Le premier de ces désirs que par commodité nous appellerons « la vie belle » est celui que le jeune Marx énonçait ainsi : il y aurait une vie authentique, un idéal de l’humanité où pourraient se déployer « chacun de ses rapports humains avec le monde, voir, entendre, sentir, goûter, toucher, penser, contempler, vouloir, agir, aimer, bref tous les actes de son individualité[7] ». Une vie sensualiste et poétique en somme dont l’idée ferait levier pour distinguer une vie authentique d’une vie aliénée comme l’est celle du travailleur. Norme imaginaire mais qui constituerait une motivation incontournable de nos sociétés. On pourrait alors distinguer l’idée même d’un travail libre et un travail opprimant. Pour Marx, la création artistique était conçue comme le modèle de la liberté où l’homme exprimerait les forces qui font l’essence de son humanité. Cette vie belle où l’homme ne se transforme pas en moyen pour autre chose (le gain) lui permettrait de mieux se connaître, de prendre possession de soi, d’accéder à l’autonomie. Cette conception de l’autoréalisation implique ce que l’on nomme la « critique artiste » du capitalisme si celui-ci empêche la réalisation de cette créativité et Marx aurait fait le vœu d’une époque post-capitaliste qui permettrait de dépasser la seule dynamique de l’individualisme marchand pour une individualisation plus poussée, plus expressive et artistique. Il se peut que cette utopie artiste soit un leurre, œuvrant au profit d’un capitalisme new age transformant à son profit chaque travailleur en un professionnel inventif, malléable, intrinsèquement motivé, sujet consentant d’une concurrence féroce[8]. La figure de l’entrepreneur de soi, du créatif serait alors le ferment idéal du système économique capitaliste.
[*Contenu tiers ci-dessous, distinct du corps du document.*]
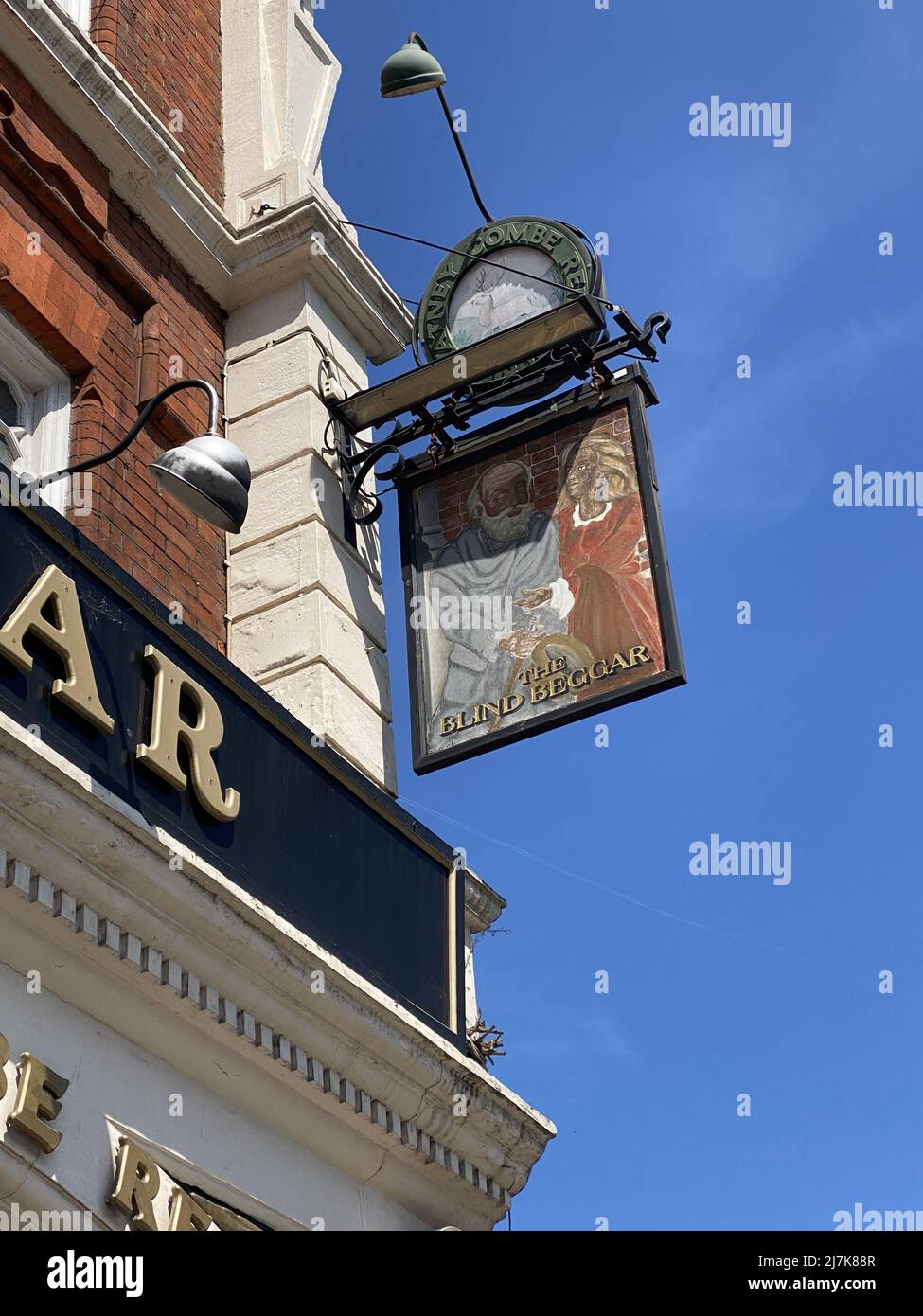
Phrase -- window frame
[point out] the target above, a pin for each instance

Il resterait alors l’autre souhait éveillé, que l’on peut nommer la « belle vie » : elle se traduit par un désir d’esthétiser sa vie, d’évoluer dans un environnement de beauté mais également de se définir comme une « belle personne ». Une société qui fonctionnerait bien ne serait plus seulement celle qui permettrait aux individus de développer une identité autonome ou une relation positive à soi-même mais de permettre dans les relations intersubjectives d’évoluer dans un univers plus riche d’affects de puissance et de réciprocité.
Dans l’espace spirituellement vide du monde moderne, se constitue tout un univers d’objets, de figures, de symboles et de métaphores qui résiste à la laideur de la société rationalisée et qui annonce l’attente active d’un monde meilleur. Ces micro-résistances offrent sujets et formes capables de défaire sans cesse l’univers réifié. Tout comme la sociologie de la réception ou celle du travail nous ont montré les marges d’appropriation personnalisées ou collectives des individus face aux stratégies médiatiques ou dans le cadre d’un labeur administré, il existe des images et des comportements oniriques, des îlots de vérités ou des « instants privilégiés » qui défient la structure fatale de l’univers du capitalisme. Il y a dans les manifestations de surface de la société un absolu à l’œuvre. Depuis Simmel jusqu’à Kracauer, en passant par Benjamin ou Bloch, on a appris à lire dans le petit et le détail, le désir de perfection, ou de perfectibilité des individus et à saisir dans les images d’évasion, de changement social, des potentialités d’émancipation sociale. Il y a dans ce qui apparaît comme les purs produits du capitalisme (les industries culturelles, la publicité, la culture, la production et la consommation de masse) des noyaux, non pas de fuite (geste romantique) mais de critique des formes et des rapports sociaux. Ici se joue le mécanisme de ce qui consent et simultanément de ce qui résiste aux éthiques capitalistes. S’expriment dans un certain nombre de ces images oniriques des sentiments de déception, de frustration mais aussi d’attente et de rachat, bref des flux contradictoires activant des émotions variées, autant passives qu’actives. On pourrait réduire ces insatisfactions à une misère de plus en plus mal vécue, à l’avènement de l’homme du ressentiment (dénigrement incessant d’autrui) ; elles font signe vers une autre perfectibilité, non plus instrumentale mais humaniste.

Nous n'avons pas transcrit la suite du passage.